Statistical techniques such as cross-tabulation and chi-square tests can assess whether classifications are related, while kappa statistics measure the degree of agreement. High agreement suggests that different methods produce similar spatial patterns, while lower agreement indicates substantial variation.
Analyses based on both unit counts and area coverage often show that certain methods—particularly standard deviation and natural breaks—yield comparable results when applied to normally distributed data. Other methods may diverge significantly.
Identifying Outliers and Extreme Values
Outliers and extreme observations represent departures from typical data behavior and deserve careful attention. They may indicate data errors, unique local conditions, or meaningful anomalies. In some cases, they can be isolated into separate categories.
Boxplots are a central EDA tool for detecting these features. To compare variables with different scales, values can be standardized into z-scores, placing most observations within a common range.

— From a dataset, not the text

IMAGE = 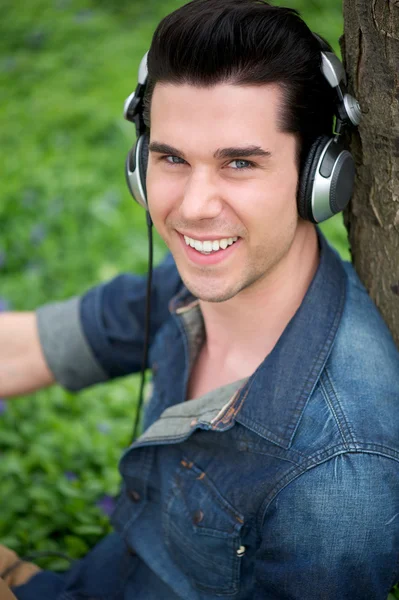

A boxplot displays the middle half of the data, bounded by the first and third quartiles, with the median marked inside. Points extending beyond defined thresholds are identified as outliers. Extremely distant values—classified as extremes—are less common but may significantly affect distribution shape.
Removing or reclassifying outliers can dramatically alter statistical properties and, by extension, mapping results. For this reason, their presence should always be examined and justified before finalizing a choropleth map.